American Detour

(Work in Progress. Interested producers should contact the playwright's agent, Pam Winter.)

At night I’d close my eyes and see nothing. Just black. I’d fall asleep. And when I next opened my eyes, you know what I’d see? The next day. Not a new day. Just the next one.
- Terry - American Detour

1975. A young man wakes up and realizes he has no dream. He looks south and sees a land that is apparently chock-full of them. So Terry sticks out his thumb and hitch-hikes over the border. Within a week, he has a career, a sugar daddy and a new home in the middle of a burning city.

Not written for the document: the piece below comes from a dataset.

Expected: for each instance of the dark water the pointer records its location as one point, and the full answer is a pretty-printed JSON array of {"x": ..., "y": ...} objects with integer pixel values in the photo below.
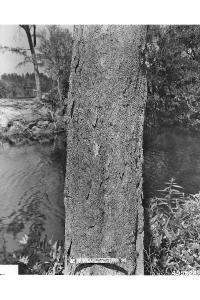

2011. Terry is once again standing on the side of a highway, thumb out. As it turned out, the Dream included an amazing discovery, a horrific murder, an award-winning film, a sympathetic shrink, and a Pardon. Now Terry has to decide if he’s going to flee the scene – or take another crack at the dangerous business of dreaming.

American Detour is an outsider’s look at life on the inside. It has a cast of two, and runs 80 minutes.

American Detour is a work in progress. As part of its developmental process, a public performance/reading was held at the Columbus Museum of Art. Katherine Burkman directed.

 

Newsflash!: March 1, 2013: Congratulations to Elaine Romero for winning the 2013 Blue Ink Playwriting Award for her script “Graveyard of Empires”. The competition was sponsored by the American Blues Theatre in Chicago and there were 1100 entries.

The two Finalists were Dave Carley for “American Detour” and Jim Henry for “Jellofish”.